Movies romanticise everything, but nothing more than childhood. Setting aside the heavily dimpled phenomenon of children in most Hollywood movies, even movies about child-murderers (I’m thinking Lynne Ramsay’s Ratcatcher) make childhood out to be ecstatic. Something about that goldfish-brained tribe of ankle-biters seems to entrance film-makers. Perhaps because kids, like directors, think the world revolves around them. Perhaps because kids, like movie heroes, define themselves by action. Whatever the case, Son of Rambow (the latest movie to equate childhood with bliss), is an unabashed love letter to the tender age where imagination rules.
Two boys meet in a school corridor. Each has been sent out of lessons for a different reason. Near-mute Will (Bill Milner) belongs to a strict religious order that forbids him to watch a Geography video like the rest of his class. Born-rebel Lee Carter has been kicked out (yet again) for arguing with his teacher. A sticky back plastic sort of friendship forms (one boy somewhat hesitantly glomming on to the other), and before long the pair decide to re-make Rambo using a home-video camera and bountiful pre-teen ingenuity. Hurdles to overcome include: a flying dog and a demonic scare-crow, but Will and Lee are of an age when “best friends” are invincible.
What Son of Rambow gets is that childhood movies are built on fear of being alone. That’s the part of childhood that least changes with age. No-one is ever grown-up enough not to need a friend. Whether we are outwardly bullet-proof, like Lee Carter; or all-too-obviously desperate, like Will; the only difference between children and adults is that children are mostly wrong when they say no-one cares about them, and adults mostly don’t say, preferring to muddle on. Manipulative it undoubtedly is when Lee Carter says (of his nogoodnik brother): “He’s all I’ve got!”, but it’s manipulation on a Toy Story level, a welcome manipulation (as when Sarah MacLachlan sings “When She Loved Me” in Toy Story 2, and you’d have to be a goddamn robot not to cry). Adults go looking for catharsis in stories of childhood. We’ve been doing it since Peter Pan. Loneliness gives birth to Neverland every bit as much as Son of Rambow.

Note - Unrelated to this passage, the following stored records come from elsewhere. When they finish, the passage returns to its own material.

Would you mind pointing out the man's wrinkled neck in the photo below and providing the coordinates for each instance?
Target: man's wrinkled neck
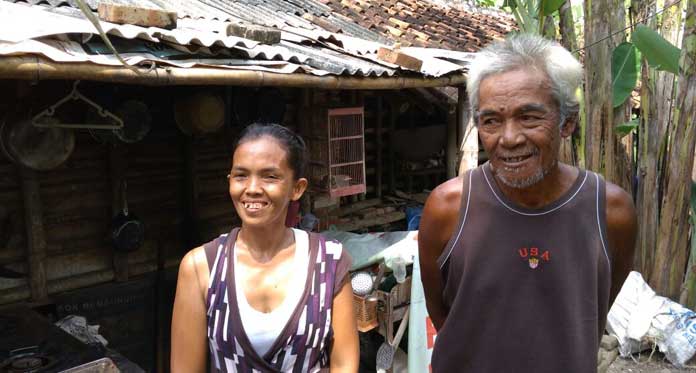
(550, 188)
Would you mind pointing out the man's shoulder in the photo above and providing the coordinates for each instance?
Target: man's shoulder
(448, 194)
(620, 210)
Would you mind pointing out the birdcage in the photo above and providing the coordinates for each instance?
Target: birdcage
(346, 136)
(338, 152)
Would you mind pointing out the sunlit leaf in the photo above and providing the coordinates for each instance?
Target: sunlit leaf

Not that Son of Rambow dwells on sadness. This is far too much a movie told from a ten-year-old’s perspective to have much truck with melancholy. There’s a wonderful scene where Will confesses to Lee how his father died (aneurism, mowing the lawn) and the two boys laugh because it was a silly way to die – and when you’re ten, the great benefit is that you can acknowledge things as they are, without worrying about decorum. Watch for the scene where Will tries to lick a piggy-bank he’s been given to hold. That priceless expression he adopts when confronted, as if to say: I just felt like licking it. There is no more explanation for what kids do than there are good reasons for dogs to chase their tails. They just do. Because they don’t have responsibilities. Their single, overriding prerogative is to occupy their time as enjoyably as possible.
Kids in movies get better lines than real kids. They have a lot less spots and their teeth are less chipped. By the nadir-standard of Home Alone, the boys in Son of Rambow are models of realism, but they still don’t behave like real children. They aren’t supposed to. Their function is the same Tom Hanks or Meg Ryan in a movie romance. They are there to channel their audience; not to remind them of their lives, but to remind them of their happy thoughts. And sure, there are those critics who will carp that the results are twee, that Lee and Will live in a fantasy universe, but Son of Rambow was made to be allowed its failings. We all get a bit soppy around kids.